When I have told various bosses to cram it...I have quit. But that boss -- no matter how angry he might be at me -- can legitimately do nothing to me but order me off his property. A cop, however, who doesn't like my attitude can throw me in jail or, if he is one of the really unscrupulous ones, ultimately see me dead.
Then my opponent smugly delivered what I am certain he believed was the coup de grace: "There is the ideal world, then there is the real one."
Ah! Plato raises his Ideal head again...
As usual, this fellow was dead-ass wrong.
People who cynically dismiss principles as "unrealistic" do far more damage to our freedom and our lives than do those who may attempt to improve things but fail. In an earlier century, I imagine a lot of abolitionists were looked down upon with scorn by those who derided their "idealism" and their failure simply to accept the "real world" of slavery, an institution that had existed for thousands of years. Indeed, in this country, at least, the abolitionists never directly achieved their goal. It took a bloody war waged by a racist, statist president to reach that end.
To this former cop, however, daring to "talk back" to a police officer who has overstepped his bounds is a recipe for abuse that the target of State interest deserves. After all, in the "real" world, some people (who are "in charge" of other people) will "get you" if you anger them, so if you do tick off a cop, then too bad for you, idiot. Besides, he informed me, police would never hassle someone unless that person had done something to rile the cop. (Like stand up for one's rights? Verbally complain about abusive behavior? Dare to forget one's "place" in the order of things? Walk down the sidewalk minding one's own business?
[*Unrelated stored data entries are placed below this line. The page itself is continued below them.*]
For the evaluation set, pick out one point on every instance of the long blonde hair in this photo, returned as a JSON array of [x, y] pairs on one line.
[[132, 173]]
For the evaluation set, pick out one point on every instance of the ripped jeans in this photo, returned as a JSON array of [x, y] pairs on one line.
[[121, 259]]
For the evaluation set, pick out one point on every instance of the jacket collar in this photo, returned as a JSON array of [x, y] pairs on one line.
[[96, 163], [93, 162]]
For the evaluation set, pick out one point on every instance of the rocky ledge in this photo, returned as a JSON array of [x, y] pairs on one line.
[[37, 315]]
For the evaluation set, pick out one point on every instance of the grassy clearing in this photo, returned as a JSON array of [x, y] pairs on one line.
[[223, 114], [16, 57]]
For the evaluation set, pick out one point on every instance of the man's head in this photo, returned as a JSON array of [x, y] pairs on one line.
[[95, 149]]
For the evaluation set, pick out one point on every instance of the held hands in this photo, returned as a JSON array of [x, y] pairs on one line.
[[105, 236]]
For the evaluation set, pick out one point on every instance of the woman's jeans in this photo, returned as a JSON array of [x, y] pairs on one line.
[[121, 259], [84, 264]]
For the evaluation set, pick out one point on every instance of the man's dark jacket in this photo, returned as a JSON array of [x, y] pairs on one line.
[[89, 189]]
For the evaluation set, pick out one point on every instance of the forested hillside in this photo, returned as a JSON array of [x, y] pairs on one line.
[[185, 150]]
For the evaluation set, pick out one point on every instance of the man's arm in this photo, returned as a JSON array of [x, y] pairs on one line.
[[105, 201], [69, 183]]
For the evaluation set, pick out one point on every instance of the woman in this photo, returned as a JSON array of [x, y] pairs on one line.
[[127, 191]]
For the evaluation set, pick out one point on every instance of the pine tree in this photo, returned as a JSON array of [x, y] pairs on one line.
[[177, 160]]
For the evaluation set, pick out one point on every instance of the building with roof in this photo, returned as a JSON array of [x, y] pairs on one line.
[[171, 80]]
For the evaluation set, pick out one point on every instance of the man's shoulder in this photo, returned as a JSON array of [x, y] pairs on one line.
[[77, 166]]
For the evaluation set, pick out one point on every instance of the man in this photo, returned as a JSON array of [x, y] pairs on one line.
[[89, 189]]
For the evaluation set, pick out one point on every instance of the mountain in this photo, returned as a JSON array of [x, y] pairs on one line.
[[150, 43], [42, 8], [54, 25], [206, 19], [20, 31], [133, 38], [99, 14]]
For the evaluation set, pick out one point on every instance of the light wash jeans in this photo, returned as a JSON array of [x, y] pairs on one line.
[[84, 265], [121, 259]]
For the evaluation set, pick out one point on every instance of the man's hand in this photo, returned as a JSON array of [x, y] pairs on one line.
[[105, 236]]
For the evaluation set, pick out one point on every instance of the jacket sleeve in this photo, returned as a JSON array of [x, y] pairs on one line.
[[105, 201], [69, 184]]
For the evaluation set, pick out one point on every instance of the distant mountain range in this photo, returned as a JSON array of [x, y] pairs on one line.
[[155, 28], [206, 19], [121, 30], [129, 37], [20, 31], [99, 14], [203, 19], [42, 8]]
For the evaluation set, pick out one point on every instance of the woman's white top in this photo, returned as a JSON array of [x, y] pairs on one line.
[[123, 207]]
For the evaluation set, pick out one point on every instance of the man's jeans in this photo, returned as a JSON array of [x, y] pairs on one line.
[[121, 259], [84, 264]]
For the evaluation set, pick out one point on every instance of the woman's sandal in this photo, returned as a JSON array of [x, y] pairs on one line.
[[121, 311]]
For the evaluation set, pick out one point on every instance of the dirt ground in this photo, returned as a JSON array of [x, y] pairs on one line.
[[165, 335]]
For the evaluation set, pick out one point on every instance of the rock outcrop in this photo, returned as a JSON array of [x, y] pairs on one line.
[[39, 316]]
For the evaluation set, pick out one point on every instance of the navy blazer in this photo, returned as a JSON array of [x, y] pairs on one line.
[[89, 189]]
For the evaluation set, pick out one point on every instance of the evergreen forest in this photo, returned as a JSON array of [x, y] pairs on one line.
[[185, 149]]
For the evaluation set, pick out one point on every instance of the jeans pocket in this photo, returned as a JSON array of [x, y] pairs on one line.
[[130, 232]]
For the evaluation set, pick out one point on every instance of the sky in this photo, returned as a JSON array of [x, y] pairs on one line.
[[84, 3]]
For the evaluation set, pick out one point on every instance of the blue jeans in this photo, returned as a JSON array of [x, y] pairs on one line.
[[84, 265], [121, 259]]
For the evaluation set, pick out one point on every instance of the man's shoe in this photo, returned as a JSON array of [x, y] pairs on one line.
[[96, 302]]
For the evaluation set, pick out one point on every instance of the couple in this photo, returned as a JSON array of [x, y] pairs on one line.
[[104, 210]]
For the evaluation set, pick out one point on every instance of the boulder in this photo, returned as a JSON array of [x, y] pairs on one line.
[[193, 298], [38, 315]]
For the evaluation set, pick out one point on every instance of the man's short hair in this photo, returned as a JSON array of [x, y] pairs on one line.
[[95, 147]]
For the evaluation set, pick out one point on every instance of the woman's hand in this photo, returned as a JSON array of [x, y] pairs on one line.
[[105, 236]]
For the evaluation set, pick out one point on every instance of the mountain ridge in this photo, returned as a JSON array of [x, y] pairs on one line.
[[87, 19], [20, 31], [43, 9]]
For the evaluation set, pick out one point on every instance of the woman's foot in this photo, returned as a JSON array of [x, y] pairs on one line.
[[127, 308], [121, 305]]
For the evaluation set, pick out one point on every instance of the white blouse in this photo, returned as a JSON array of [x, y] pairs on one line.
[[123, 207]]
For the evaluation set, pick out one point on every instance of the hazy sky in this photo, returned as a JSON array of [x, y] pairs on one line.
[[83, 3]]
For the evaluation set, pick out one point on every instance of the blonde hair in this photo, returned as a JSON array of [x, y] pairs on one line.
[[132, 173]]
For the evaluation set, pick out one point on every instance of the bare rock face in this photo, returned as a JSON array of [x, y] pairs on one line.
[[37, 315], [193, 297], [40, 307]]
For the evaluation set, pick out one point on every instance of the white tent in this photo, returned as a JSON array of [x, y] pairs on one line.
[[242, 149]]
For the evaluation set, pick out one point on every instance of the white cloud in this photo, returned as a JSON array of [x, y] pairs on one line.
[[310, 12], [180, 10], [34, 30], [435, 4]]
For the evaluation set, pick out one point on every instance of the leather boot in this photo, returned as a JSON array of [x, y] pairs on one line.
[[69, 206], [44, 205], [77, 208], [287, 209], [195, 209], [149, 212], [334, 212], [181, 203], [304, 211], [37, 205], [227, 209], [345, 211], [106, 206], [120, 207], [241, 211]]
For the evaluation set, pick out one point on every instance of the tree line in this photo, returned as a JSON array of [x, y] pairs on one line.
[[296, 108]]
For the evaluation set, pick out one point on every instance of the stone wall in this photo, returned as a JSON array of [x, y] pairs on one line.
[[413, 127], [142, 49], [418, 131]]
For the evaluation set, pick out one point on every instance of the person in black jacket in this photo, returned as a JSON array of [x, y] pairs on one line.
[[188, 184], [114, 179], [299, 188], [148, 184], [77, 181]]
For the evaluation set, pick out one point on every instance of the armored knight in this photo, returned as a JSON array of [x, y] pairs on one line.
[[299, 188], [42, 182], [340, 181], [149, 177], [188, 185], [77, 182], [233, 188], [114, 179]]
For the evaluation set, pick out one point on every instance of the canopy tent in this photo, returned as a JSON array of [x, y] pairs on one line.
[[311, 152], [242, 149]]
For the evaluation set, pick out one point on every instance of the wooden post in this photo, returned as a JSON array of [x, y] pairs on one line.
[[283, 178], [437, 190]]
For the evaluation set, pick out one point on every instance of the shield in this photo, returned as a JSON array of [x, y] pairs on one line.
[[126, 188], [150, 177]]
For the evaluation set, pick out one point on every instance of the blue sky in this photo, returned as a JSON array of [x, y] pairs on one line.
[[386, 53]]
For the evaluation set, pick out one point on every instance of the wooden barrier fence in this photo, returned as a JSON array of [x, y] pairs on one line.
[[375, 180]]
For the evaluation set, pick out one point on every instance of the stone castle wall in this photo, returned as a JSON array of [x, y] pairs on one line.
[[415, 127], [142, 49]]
Sleep in one's own home during a misdirected drug raid?)
But even acknowledging that there are jerks -- and many basically good people -- in uniform hardly means we are supposed to agree docilely with whatever any one of them wants and that we have no right to verbalize our displeasure. I can just hear the echoes of the self-righteous yet timid and passive Virginia burgesses tsk-tsking when Patrick Henry had the "idealistic" gall to declare that he wanted freedom or death and that the king could go hang. Luckily for us, not every American in the late Eighteenth Century clung to the kind of attitudes expressed by this ex-cop. If such arrogant, condescending beliefs had been prevalent among the colonial leaders, we would all still be colonists of England.
There is no necessary dichotomy between "idealism" (i.e., having and upholding principles) and the "real" world. Indeed, without the former, the latter would be an even more cramped, miserable, and dreary place than it now sometimes is. Only by standing up for what is right -- and for our rights -- is there any chance, at all, of improving life for ourselves, our neighbors, and our descendants. People who are willing to take significant risks to do so deserve our praise, not our censure or, worse, insolent ridicule. Such brave individuals are our only real hope for freedom.
And that's as real as it gets.
For the record: my brother-in-law was a chief of police for twenty years. His daughter and her husband are cops now. My personal relationship with police officers, however, does not change the fact that there are too many cops out there -- now, today -- willing to throw their weight around to intimidate innocent people who resent being hassled. (Consider the "crime" of driving while black.) And, unfortunately, I have little doubt that even my relatives would -- if ordered -- remove me from a sidewalk where I protested the president. Or march into my home and confiscate my weapons if guns were prohibited. Though some might think we have banished that hoary old excuse of "I was just following orders," it is painfully obvious that the number of police officers who would defend our rights by disobeying the directives of their superiors is vanishingly small.